Absence of Chinese Soybean Buyers Persists, US Farmers Struggle to Find Alternative Markets

The US soybean industry is confronting its most severe challenge in two decades as the ongoing US-China trade war leads China to halt purchases of new American crops. With China, once the largest buyer, out of the market, American farmers are being forced to store a significant portion of their harvest, squeezing profits and putting pressure on the broader rural economy, including agricultural machinery manufacturers.

Data shows that from January to July, US soybean exports to China plummeted by 39% to 5.9 million metric tons, with the export value halving to $2.5 billion. Crucially for the new 2025/26 marketing year (September-August), China has not yet booked a single cargo of US soybeans. This starkly contrasts with previous years, when Chinese buyers would have already secured millions of tons by this time. The persistent trade friction is pushing China firmly toward South American suppliers, eroding the US market share.
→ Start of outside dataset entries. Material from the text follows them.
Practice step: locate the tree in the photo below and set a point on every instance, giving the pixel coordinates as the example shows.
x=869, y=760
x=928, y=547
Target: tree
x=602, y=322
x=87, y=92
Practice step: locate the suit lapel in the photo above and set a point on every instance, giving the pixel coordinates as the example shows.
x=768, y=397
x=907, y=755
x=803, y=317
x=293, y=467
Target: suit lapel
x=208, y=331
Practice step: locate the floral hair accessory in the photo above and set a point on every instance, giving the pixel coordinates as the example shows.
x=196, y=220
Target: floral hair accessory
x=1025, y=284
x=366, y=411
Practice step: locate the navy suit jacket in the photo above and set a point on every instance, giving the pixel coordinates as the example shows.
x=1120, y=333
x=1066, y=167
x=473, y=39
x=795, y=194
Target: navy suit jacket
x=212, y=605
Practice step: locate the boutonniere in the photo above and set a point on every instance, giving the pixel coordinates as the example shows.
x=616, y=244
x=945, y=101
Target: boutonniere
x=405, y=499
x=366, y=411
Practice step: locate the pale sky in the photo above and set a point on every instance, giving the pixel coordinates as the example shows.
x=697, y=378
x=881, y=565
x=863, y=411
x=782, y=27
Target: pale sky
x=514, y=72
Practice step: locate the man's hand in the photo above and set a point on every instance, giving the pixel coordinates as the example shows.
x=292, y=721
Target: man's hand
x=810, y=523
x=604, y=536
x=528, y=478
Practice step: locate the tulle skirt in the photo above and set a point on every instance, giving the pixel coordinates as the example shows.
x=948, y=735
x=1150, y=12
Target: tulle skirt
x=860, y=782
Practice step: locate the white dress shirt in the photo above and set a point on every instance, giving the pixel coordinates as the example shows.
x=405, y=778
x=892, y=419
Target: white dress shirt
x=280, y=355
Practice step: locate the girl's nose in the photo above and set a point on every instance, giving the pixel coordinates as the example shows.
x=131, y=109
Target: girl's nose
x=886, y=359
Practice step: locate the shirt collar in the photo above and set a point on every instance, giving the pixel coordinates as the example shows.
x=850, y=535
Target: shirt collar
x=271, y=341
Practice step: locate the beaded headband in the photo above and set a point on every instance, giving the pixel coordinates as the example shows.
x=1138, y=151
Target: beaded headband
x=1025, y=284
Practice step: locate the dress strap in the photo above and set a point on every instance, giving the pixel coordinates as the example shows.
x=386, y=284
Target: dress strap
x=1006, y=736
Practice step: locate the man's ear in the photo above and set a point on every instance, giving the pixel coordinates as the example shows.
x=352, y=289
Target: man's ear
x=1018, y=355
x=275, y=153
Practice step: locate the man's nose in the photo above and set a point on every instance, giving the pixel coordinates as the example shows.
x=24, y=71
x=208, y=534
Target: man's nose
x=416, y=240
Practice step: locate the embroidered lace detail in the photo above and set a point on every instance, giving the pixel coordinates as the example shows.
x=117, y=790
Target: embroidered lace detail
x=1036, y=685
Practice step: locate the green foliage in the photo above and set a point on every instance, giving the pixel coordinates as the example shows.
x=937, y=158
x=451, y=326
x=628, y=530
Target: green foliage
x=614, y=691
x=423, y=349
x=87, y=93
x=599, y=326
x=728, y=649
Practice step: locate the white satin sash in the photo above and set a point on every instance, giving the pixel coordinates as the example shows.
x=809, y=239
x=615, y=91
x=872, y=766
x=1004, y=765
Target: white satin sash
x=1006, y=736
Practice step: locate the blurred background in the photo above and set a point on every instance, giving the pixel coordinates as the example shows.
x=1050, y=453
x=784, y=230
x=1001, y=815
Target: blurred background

In the face of this buyer’s absence, US farmers and industry groups are scrambling to develop alternative markets. The United States and Vietnam signed a memorandum of understanding for the latter to purchase $1.4 billion in American agricultural products, including soybeans. Talks are also underway with buyers in Nigeria, Bangladesh, Thailand, and Malaysia. However, the scale of these new markets pales in comparison to China. For instance, Bangladesh’s purchase of 400,000 tons and Nigeria’s total imports of just 64,000 tons last year are mere fractions of China’s former appetite.

In Illinois, the top US soybean-producing state, local growers estimate a loss of $8 per acre. Hamstrung by weak exports and low prices, farmers are being compelled to sell part of their crop below the cost of production, storing the rest in the hope of a market recovery. While industry delegations are leading farmers on missions to the Middle East and Africa to seek new buyers, the consensus is that these markets cannot replace the volume once provided by China.

Although US Treasury Secretary Besant has indicated that a new financial support package for farmers will be announced next week, there is widespread concern that such aid will be insufficient to offset the long-term impact of losing Chinese orders. Farmers and industry insiders widely believe that only a resumption of purchases by China can truly alleviate the distress gripping the American soybean sector.